Paul Reder wrote:

>
> Sorry for the lack of timeliness on responding to this. Our mailserver 
> has been
>  about to be back up any minute now for a couple of days.
>
> The test case that I ran was even more brutal than what your test 
> module does.
> Basically I have a small piece of code that puts each byte in its own 
> bucket and
> each bucket in its own brigade.
>
> Brian's patch will not handle this case because there is no next 
> bucket to point
> tag_start_index at


The next bucket in this case is the brigade sentinel, which
is the same thing that send_parsed_content() would choose as
the next bucket to scan if we escaped from find_start_sequence()
with tag_start_index==NULL.

> I was a little vague in my description of the problem. Basically,
> if the <!--# tag occurs at the end of one brigade and the directive 
> starts at the
> beginning of the next brigade we have trouble. In my tests this was 
> causing a
> core dump which my patch fixed.
>
> I'm also surprised that the include virtual was failing since it 
> passed my tests. :(
> I'll double check those results to see if I missed something.
>
> Also, Brian, I do not see where the comment you removed was invalid. 
> Slen is only
> ever set to ctx->start_seq_len (which by default is 5 I believe). Slen 
> is never changed
> to be any number other than ctx->start_seq_len.
>
> I do not claim to have studied bndm enough to be certain, but it seems 
> to me that
> if the brigade has a single bucket with a single byte which hapens to 
> match within
> the pattern then you will end up incrementing ctx->bytes_parsed by 
> pos+slen (where
> slen == 5) when only one byte was processed.

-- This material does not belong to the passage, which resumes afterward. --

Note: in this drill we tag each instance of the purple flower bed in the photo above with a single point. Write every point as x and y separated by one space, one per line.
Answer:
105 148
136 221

bndm will only match on an instance of the complete pattern within
the current bucket.  If slen==5 and len==1, bndm won't find a match.
All the one-byte-at-a-time scanning code in find_start_sequence()
exists solely to catch the boundary cases where the pattern spans
two or more buckets--the cases that bndm won't detect.  So when bndm
finds a match, it's guaranteed that len >= slen.

If len==1 and bndm indicates that it's found a pattern, it can
only mean that the pattern has been changed from "<!--#" to some
single-byte token.  This case *is* possible, now that we support
the SSIStartTag directive.  But the logic for incrementing
ctx->bytes_parsed by pos+slen is still correct; pos+slen==1.